After all, end-users have for many years realized the benefits of cooperating with rivals via consumer groups, allying against common problems posed by commercial relationships with vendors and exchanges. And now they expect their suppliers to do the same and figure out how to work together to deliver better service.
Often, these arrangements between suppliers are created from mutual self-interest. For example, the Abu Dhabi Securities Exchange signed a memorandum of understanding with real estate data provider REIDIN to jointly improve and develop the real estate price, trend and index data available to investors, whereby the exchange adds a string to its bow while keeping investors happy, and REIDIN gains access to a broader potential client base.
Then there are cases of even stranger bedfellows, such as Deutsche Börse and CME Group, which have competed vigorously over the Chicago markets.
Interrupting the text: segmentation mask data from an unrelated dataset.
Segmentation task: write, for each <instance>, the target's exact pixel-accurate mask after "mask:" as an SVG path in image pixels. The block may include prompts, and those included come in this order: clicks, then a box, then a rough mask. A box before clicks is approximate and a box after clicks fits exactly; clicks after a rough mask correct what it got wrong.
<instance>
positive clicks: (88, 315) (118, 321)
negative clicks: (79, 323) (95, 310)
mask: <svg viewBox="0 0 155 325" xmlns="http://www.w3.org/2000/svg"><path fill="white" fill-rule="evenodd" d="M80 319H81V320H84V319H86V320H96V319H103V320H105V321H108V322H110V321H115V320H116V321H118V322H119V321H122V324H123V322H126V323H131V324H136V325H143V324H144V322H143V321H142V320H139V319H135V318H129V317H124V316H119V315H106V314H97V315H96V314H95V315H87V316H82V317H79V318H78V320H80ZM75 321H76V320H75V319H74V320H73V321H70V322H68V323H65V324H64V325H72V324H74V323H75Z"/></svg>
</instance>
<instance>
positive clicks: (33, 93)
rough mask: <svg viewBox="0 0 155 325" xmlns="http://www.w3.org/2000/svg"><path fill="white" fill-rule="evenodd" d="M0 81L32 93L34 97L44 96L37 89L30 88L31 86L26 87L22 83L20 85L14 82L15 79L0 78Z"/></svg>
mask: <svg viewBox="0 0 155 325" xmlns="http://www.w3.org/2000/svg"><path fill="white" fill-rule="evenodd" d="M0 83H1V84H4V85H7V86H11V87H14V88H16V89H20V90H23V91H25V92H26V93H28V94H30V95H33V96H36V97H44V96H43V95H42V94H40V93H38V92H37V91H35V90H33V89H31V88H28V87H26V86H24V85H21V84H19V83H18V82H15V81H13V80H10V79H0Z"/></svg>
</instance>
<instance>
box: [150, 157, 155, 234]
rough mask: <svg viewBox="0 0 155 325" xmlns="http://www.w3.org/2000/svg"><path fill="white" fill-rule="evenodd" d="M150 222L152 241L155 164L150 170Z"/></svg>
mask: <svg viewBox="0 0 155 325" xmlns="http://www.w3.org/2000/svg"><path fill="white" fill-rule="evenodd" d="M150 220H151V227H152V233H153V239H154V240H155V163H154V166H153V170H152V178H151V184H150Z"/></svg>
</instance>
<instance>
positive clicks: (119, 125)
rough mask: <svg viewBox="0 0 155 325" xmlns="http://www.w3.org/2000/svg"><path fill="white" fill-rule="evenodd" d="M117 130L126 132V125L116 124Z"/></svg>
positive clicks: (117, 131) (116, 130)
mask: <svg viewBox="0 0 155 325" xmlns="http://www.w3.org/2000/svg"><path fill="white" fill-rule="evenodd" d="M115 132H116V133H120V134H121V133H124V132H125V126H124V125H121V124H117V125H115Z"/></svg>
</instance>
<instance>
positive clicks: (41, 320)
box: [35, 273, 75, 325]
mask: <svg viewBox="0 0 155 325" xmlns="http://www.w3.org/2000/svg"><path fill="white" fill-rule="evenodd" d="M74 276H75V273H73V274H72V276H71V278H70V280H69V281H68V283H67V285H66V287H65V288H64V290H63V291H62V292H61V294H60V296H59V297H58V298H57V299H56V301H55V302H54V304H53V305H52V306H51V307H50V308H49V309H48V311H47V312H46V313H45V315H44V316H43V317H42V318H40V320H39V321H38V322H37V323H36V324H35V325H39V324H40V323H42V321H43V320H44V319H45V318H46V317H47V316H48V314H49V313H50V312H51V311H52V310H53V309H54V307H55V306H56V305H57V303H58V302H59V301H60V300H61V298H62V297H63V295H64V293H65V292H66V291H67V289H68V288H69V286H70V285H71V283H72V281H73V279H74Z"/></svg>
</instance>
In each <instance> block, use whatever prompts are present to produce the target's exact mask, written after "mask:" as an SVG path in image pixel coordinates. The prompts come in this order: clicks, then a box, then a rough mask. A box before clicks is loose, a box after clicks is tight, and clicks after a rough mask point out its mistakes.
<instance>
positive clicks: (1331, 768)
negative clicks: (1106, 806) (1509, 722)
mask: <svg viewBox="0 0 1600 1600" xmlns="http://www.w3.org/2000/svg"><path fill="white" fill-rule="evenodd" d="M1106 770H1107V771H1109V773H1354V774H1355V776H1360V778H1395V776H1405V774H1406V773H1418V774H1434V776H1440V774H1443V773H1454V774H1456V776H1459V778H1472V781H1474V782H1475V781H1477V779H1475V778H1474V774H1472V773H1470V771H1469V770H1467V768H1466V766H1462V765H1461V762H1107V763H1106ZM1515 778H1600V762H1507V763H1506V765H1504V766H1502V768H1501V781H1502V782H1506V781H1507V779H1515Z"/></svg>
Yet last week, Deutsche Börse’s Need to Know News subsidiary announced that trading firms can now access its AlphaFlash algorithmic news feed from one of CME’s Chicago datacenters. The fact is that people want their information available where they trade, leading to growth of the datacenter marketplace, and also establishing exchanges as hubs for more than just order flow, as Chris Pickles described in last issue’s Open Platform.
One reason for the willingness of exchanges to embrace new models to generate or share in revenues is no doubt a still-uneasy economic climate. Though recent Q1 financial statements from exchanges remain definitely healthy, many have reported revenue declines—such as the Chicago Board Options Exchange and NYSE Euronext, which both reported results last week. And in most cases, market data revenues have been a star-performing area, delivering revenue increases—except in the case of NYSE Euronext, for which data revenues actually declined from a year ago, and IntercontinentalExchange, which managed to grow both market data and total revenues by 23 percent and 9 percent, respectively.
In future, the ability to continue growing data revenues will depend on a deep understanding of the market data industry to leverage every possible area of potential gain. And achieving that deep understanding is one of the objectives of data industry association FISD’s Financial Information Associate certification program, which last week released an updated syllabus and examination featuring an expanded database of test questions developed by FISD with a curriculum committee comprising nine industry experts.
Certification program director David Anderson says the FIA exam is not just being used by individuals at consumer firms to demonstrate their abilities, but increasingly by vendor firms—some of whom are incorporating the certification into their staff development programs—seeking a better understanding of all the competitive issues affecting their potential clients, no doubt so they can better sell their own services to them.
Of course, the qualification serves a much broader purpose as an industry-wide qualification. Why, you may ask, would people give up their time to devise something so time-consuming? Not just out of self-interest (“I’m better qualified—pick me! Pick me!”), but to bring standards to a subjective area that should ultimately benefit all participants. Because the more you cooperate on the simple things, the more likely you are to contribute to creating a fair and level playing field, and the better you can compete on what really adds value.